日本地球惑星科学連合2019年大会

講演情報

[J] ポスター発表

セッション記号 S (固体地球科学) » S-CG 固体地球科学複合領域・一般

[S-CG58] 脆性延性境界と超臨界地殻流体:島弧地殻エネルギー

2019年5月30日(木) 17:15 〜 18:30 ポスター会場 (幕張メッセ国際展示場 8ホール)

コンビーナ:土屋 範芳(東北大学大学院環境科学研究科環境科学専攻)、浅沼 宏(産業技術総合研究所・再生可能エネルギー研究センター)、小川 康雄(東京工業大学理学院火山流体研究センター)、長縄 成実(国立大学法人秋田大学)

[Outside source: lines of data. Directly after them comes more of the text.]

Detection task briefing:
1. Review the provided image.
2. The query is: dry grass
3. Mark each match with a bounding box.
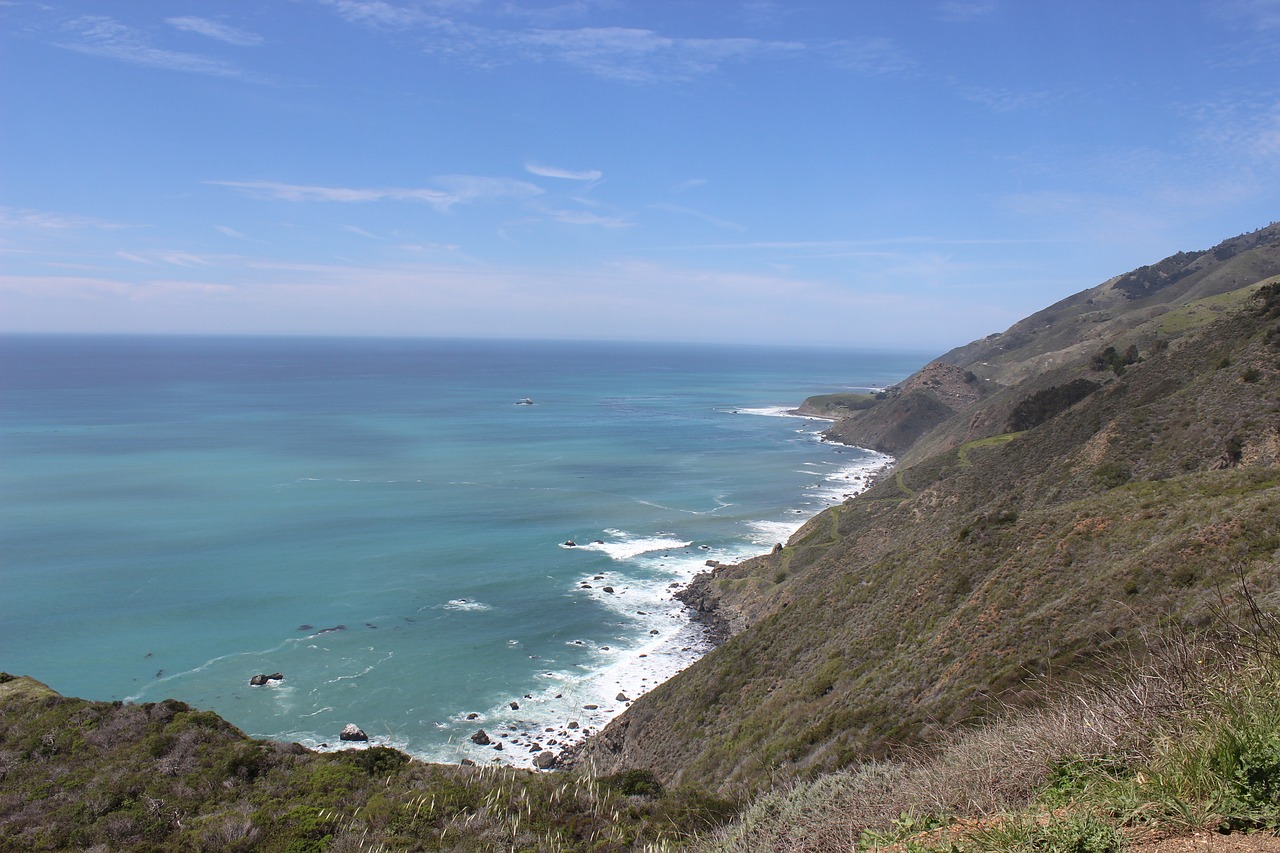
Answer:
[704,607,1280,853]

[SCG58-P02] Three-dimensional electrical resistivity structure of kuju Volcano, Central Kyushu, Japan revealed by Magnetotelluric survey data

*Sabry Abdallah1Mitsuru Utsugi 1Koki Aizawa2Makoto Uyeshima3Wataru Kanda4Takao Koyama3 (1.Institute of geothermal science, Faculty of Science, Kyoto University、2.Institute of Seismology and Volcanology, Faculty of Sciences, Kyushu University、3.Earthquake Research Institute, The University of Tokyo、4.Volcanic Fluid Research Center, School of Science, Tokyo Institute of Technology)

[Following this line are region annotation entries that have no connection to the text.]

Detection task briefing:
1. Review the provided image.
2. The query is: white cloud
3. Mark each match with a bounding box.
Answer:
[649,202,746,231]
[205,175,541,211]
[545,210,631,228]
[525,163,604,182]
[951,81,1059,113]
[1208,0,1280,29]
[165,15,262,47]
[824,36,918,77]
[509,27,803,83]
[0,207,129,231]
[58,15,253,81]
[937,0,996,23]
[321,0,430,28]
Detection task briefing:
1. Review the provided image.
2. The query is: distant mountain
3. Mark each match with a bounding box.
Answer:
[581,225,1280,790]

キーワード:MT survey at Volcanic areas, 3D MT inversion, Hydro-thermal energy

The Kuju volcano is located in south western part of Oita prefecture, Japan , and is one of the important geothermal areas in Japan. It has began to erupt on October 11,1995 at the eastern flank of Mt. Hossho, which is in the central part of Kuju volcano. Second eruption started again in the middle of December, 1995, producing an ash volume of about 5000 m3. Iwoyama is the central part Kuju Volcano and considered to be one of the most hydrothermal active hydrothermal field in Japan. Geothermal areas beneath active volcanoes may have an important role in geothermal energy development in the future. so it is important to monitor and clarify the thermal and hydrologic processes occurring beneath volcanoes. Magnetotelluric (MT) investigation is an important tool to identify the subsurface resistivity structure using natural variation in the electromagnetic field, therefore it is convenient to for the hydrothermal system investigation. We applied a Wide-band MT survey method to identify the structures associated with the hydrothermal systems beneath Kuju volcano. MT field survey data were collected at 63 observation points around the Kuju volcano from September to October 2015. Fourier Transform(FT) applied to the collected data to reduce the background noise associated with Power supply of 60 Hz and other noises associated with higher frequencies. Inverse FT was applied to the data to transform from frequency-domain to time-domain data. The 3-D resistivity structure model is obtained by inverting the MT impedance using ModEM code (Kelbert, A. et al., 2014). The primary 3-D resistivity structure model clarified that, a resistive structure (100-300 Ω.m) prevail the most of Kuju Volcano area. A very conductive structure (~1Ω.m) exists around Iowyama-Kuju area and extends with the depth towards the south-east part of Iowyama. In comparison with the previous studies, the resistive structure can be interpreted as lava and pyroclastic deposits, whereas the conductive structure around Iowyama-Kuju area is maybe corresponds to aquifers and altered layers.